The men looked for him all day, but Mather remembered the Martian hunting skills he’d acquired from the memory-visions—that’s what he had taken to calling the phenomena—and he had no trouble avoiding capture. In the evening, the searchers climbed into the jeep and drove off across the empty sea. From the hills, he watched their dust plume hang in the air almost motionless, so slowly did the fine particles sift down in the lesser gravity and the windless Martian air.

When full darkness fell, he went down to the town. He had discovered that the lines incised into the walls of the houses performed a similar function to those graven into the sides of the cube. But, whereas the latter were memory-visions of public events, the ones in the houses were of private occasions. They were the Martians’ family photo albums.

At first, he had thought he should disable the machine completely, to save these intimate records. But after sampling several, he realized that they were all much the same: memories of births and deaths and unions, naming-day ceremonies, and other mundane rites of passage. But each was imbued with the same soft sadness that permeated the communal gatherings. These were not records taken from the middle of a community’s life but from its end. They were memorials, left by the long-ago Martians when they packed up their possessions, and, leaving the doors of their houses open, went away forever.

Red Bowman was not happy. He had a production schedule to fulfill. Having the automated miner standing idle because crazy Mather had interfered with its controls threatened the crew chief’s chances of winning the substantial bonus that would be due him if he delivered truckloads of bone fertilizer before the specified date. So when the jeep had gone far enough out across the seabed, he stopped it and got off, sending it on to base with the other men while he walked back along its vague track, trudging through the fine dust to the bone town.

Night fell before he got there, but he could see the white towers glimmering before him, occasionally lit by sparks and flashes as the tireless machine that was grinding its way through the walls encountered metal.

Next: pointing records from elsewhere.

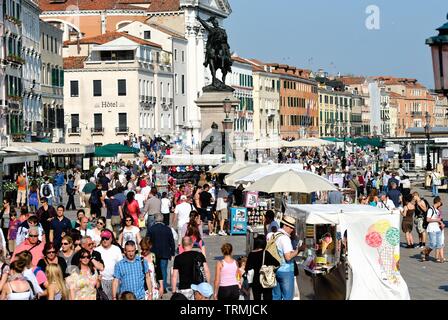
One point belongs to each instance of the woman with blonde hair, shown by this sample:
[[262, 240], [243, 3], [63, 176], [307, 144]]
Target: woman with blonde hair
[[56, 290]]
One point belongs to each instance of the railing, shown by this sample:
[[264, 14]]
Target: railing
[[75, 131], [97, 131], [120, 130]]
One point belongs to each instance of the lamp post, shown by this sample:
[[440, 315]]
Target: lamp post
[[428, 133], [227, 125], [439, 50]]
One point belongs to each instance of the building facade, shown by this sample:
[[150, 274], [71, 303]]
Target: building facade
[[13, 84], [31, 70], [52, 81], [299, 108], [93, 18], [266, 101], [104, 85], [241, 79]]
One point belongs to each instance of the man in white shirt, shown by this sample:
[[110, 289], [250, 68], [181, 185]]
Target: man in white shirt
[[221, 208], [385, 202], [181, 215], [110, 254]]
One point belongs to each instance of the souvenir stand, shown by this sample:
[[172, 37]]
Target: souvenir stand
[[366, 268]]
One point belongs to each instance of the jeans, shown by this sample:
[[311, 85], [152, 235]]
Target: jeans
[[150, 221], [284, 290], [164, 268], [435, 240], [435, 190], [57, 194]]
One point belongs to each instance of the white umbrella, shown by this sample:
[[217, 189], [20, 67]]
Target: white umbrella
[[230, 167], [308, 142], [268, 170], [292, 181], [230, 179]]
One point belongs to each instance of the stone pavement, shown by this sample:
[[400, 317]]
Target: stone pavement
[[426, 280]]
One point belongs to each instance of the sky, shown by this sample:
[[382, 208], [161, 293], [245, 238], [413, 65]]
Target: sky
[[332, 34]]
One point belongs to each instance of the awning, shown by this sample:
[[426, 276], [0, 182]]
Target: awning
[[11, 157], [113, 149], [58, 149], [192, 160]]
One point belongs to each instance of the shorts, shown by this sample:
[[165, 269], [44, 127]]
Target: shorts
[[435, 240], [223, 214], [418, 221], [406, 226], [206, 215]]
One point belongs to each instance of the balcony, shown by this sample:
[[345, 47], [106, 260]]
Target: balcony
[[121, 130], [75, 131], [97, 131]]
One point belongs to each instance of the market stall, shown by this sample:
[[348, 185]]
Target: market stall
[[360, 241]]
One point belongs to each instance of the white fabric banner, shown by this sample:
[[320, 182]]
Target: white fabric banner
[[373, 252]]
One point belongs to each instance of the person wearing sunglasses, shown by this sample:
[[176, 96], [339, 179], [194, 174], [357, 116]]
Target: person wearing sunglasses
[[4, 216], [32, 244], [83, 286], [67, 250], [51, 257], [96, 232], [111, 254], [130, 232], [88, 244]]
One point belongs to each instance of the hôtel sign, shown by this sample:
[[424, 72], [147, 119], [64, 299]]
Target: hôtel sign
[[109, 104]]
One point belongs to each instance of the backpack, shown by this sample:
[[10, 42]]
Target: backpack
[[198, 271], [425, 222], [46, 191], [271, 247]]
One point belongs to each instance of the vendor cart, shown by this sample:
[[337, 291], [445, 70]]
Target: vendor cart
[[352, 251]]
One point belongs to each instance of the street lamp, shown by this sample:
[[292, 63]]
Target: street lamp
[[428, 132], [439, 50], [227, 125]]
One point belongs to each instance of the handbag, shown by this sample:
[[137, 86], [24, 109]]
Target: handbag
[[267, 275], [100, 294]]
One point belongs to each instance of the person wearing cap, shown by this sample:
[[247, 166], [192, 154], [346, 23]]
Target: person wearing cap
[[111, 254], [21, 189], [202, 291], [385, 202], [284, 290], [181, 215]]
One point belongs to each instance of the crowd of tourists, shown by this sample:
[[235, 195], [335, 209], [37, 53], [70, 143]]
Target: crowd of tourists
[[126, 231]]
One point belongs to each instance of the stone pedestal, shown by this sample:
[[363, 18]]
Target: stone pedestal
[[211, 105]]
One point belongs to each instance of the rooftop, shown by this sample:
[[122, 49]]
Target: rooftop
[[152, 5], [74, 62], [110, 36]]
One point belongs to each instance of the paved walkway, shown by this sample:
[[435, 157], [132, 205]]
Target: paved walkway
[[426, 280]]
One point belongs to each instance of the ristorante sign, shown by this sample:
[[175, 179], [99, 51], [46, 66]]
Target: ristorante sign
[[109, 104]]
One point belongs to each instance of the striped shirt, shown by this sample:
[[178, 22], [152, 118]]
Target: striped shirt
[[131, 276]]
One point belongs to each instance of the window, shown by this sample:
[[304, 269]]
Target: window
[[121, 87], [183, 84], [122, 122], [75, 122], [74, 88], [98, 121], [97, 88]]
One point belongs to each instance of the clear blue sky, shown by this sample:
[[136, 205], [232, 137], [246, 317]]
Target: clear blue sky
[[331, 34]]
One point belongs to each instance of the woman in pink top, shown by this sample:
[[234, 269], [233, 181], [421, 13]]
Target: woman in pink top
[[227, 276]]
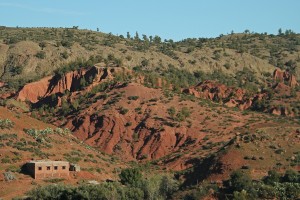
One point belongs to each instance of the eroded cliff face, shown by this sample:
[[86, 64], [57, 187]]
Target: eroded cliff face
[[70, 81], [284, 82], [230, 96], [285, 76]]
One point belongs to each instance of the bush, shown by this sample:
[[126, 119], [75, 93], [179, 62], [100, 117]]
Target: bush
[[239, 181], [291, 176], [41, 55], [123, 111], [272, 177], [6, 124], [130, 176]]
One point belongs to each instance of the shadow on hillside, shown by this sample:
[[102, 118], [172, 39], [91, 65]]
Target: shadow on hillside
[[201, 170]]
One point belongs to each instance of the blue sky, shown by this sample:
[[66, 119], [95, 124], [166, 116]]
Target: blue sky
[[170, 19]]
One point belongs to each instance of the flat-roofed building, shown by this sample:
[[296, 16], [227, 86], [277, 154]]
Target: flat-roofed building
[[40, 169]]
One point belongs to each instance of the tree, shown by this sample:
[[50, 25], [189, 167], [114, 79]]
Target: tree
[[171, 112], [130, 176], [136, 37], [128, 35], [42, 45], [291, 176], [239, 181], [272, 177]]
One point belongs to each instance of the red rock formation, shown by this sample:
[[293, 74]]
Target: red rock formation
[[70, 81], [285, 76]]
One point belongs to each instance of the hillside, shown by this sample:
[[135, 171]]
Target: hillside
[[23, 138], [195, 119], [31, 53]]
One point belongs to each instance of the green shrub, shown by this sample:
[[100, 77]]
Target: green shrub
[[130, 176], [6, 124], [41, 55]]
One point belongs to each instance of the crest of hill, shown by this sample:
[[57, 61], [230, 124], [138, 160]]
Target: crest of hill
[[47, 49]]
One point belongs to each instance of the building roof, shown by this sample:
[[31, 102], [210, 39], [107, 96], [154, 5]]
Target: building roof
[[49, 162]]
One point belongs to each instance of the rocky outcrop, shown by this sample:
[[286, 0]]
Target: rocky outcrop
[[285, 77], [215, 91], [145, 138], [71, 81]]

But even if he’d been blind, Bowman could have found his way just by going toward the sound of the diesel engines. Or by the stench of its exhaust.

He came up the harbor steps and crossed the plaza. The sea beast’s image was almost completely defaced by the miner’s tracks. The behemoth’s mechanical growls faded as it turned a far-off corner in its programmed course, putting walls between it and the Earthman. Bowman used the lull to listen for sounds of Mather’s moving about the town. In a few moments, he heard something.